When English wildlife rescuer Nick Marx found three-legged baby elephant Chhouk wandering through the Cambodian jungle, he thought the injured youngster would never survive the snare injuries that cost him his front foot. But after a UK-based prosthetic charity's groundbreaking intervention to fit Chhouk with a false leg two years ago, the little elephant has gone from strength to strength. And as Chhouk, now aged five, enters the elephant equivalent of his hormonal teens, his handlers are faced with the daunting task of fitting a powerful and dangerous male elephant with a new and larger false leg.
Marx and his team at the Phnom Tamao rescue centre, outside the Cambodian capital, Phnom Penh, are using a hands-off training methods along with the help of Chhouk's adopted "big sister" Lucky, an older female elephant who was also rescued as a baby, to teach him to enter a special enclosure where he can have his false foot safely fitted. It will also minimise his contact with humans allowing him to live a more natural life according to Marx.
Meanwhile staff from the Cambodia Trust, a UK-based charity which runs a school for creating human prosthetics in the heavily land-mined south-east Asian country, are trying to come up with innovative ways to create a false leg that is strong enough to keep the increasingly heavy elephant on his feet.

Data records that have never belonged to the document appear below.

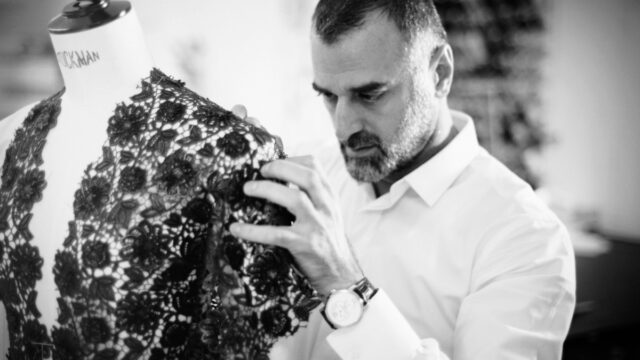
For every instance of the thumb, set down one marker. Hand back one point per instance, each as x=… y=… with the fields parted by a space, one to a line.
x=239 y=111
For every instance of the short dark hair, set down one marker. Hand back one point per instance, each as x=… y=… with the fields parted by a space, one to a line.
x=334 y=18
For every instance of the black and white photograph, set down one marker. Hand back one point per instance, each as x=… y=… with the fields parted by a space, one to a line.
x=319 y=180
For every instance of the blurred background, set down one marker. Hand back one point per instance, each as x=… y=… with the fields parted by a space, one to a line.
x=554 y=88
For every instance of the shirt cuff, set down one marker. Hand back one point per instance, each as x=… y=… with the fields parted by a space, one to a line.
x=381 y=333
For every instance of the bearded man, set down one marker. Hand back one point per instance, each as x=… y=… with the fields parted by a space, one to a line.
x=422 y=245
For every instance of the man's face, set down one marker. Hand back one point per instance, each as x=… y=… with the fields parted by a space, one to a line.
x=379 y=95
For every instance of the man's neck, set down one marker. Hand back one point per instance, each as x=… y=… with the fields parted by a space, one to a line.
x=438 y=141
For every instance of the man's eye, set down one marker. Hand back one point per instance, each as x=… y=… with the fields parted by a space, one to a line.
x=370 y=96
x=327 y=96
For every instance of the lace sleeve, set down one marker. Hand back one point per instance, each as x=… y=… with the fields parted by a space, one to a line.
x=149 y=269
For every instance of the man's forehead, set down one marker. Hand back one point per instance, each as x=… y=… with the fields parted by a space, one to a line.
x=374 y=52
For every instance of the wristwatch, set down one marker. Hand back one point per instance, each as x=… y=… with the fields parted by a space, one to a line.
x=344 y=307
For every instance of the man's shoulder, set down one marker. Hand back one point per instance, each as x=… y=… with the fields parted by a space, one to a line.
x=499 y=193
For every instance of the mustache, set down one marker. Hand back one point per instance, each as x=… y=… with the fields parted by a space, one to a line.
x=362 y=139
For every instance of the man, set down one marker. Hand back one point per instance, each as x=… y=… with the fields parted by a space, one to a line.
x=422 y=245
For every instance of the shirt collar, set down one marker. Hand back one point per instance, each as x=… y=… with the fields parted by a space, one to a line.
x=435 y=176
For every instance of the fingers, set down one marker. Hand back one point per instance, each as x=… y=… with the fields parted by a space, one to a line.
x=294 y=200
x=264 y=234
x=308 y=179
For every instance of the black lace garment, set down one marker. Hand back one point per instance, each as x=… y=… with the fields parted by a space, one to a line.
x=148 y=269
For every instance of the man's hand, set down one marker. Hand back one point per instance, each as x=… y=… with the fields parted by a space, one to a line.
x=316 y=239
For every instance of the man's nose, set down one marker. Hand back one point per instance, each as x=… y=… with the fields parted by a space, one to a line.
x=347 y=119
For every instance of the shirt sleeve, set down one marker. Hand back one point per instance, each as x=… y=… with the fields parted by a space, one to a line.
x=520 y=305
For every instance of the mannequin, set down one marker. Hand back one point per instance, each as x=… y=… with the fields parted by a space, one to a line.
x=99 y=66
x=146 y=268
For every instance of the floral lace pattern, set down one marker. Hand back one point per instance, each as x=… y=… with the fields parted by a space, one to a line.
x=149 y=269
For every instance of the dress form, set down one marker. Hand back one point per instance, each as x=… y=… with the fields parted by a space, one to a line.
x=100 y=65
x=143 y=178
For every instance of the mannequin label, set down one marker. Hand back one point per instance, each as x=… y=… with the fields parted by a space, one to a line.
x=77 y=59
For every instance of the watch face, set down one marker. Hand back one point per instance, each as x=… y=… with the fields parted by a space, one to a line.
x=344 y=308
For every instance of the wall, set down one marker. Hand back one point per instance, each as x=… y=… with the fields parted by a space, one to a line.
x=592 y=100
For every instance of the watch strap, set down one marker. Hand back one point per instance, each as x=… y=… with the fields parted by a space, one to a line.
x=365 y=289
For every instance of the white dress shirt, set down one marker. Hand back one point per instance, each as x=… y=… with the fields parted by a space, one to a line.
x=470 y=263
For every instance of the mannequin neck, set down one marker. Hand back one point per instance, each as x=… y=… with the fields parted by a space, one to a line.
x=102 y=64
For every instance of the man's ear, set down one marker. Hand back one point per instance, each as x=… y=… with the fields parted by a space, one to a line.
x=443 y=74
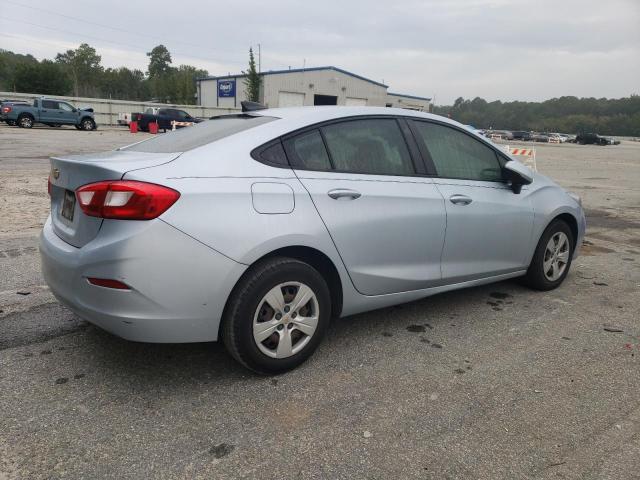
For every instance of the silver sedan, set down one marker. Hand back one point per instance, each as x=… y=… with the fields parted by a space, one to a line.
x=259 y=228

Marx, and the Wildlife Alliance charity which supports Chhouk,
are currently raising funds for the new $30,000 (£19,234) enclosure for Chhouk. He will enter a confined space where his keepers can reach through and fit his foot from behind protective barriers. He has two prosthetics - made from plastic and the kind of foam used inside training shoes – a sturdy one for day time and a softer more comfortable one he wears during the night when putting less weight on it."He's a brave little chap and it's his courage and tenacity that have kept him alive," said Marx as he watched Chhouk and Lucky playing together during their daily bath. But though playful Chhouk still looks cute, Marx warned that an adult male elephant is always dangerous. It is rare for an elephant to survive long after losing a limb, and although two female elephants in Thailand have been fitted with prosthetic limbs in recent years, Chhouk's male hormones make him a far more troublesome patient.
"He's just a little boy getting on with his life and mostly as long as he's got his food he's happy. But he's a male elephant and they can be aggressive," said Marx.
Wildlife charities in Cambodia believe there are now as few as 200-300 wild elephants remaining in Cambodia, although population studies there have only begun recently and data remains sketchy.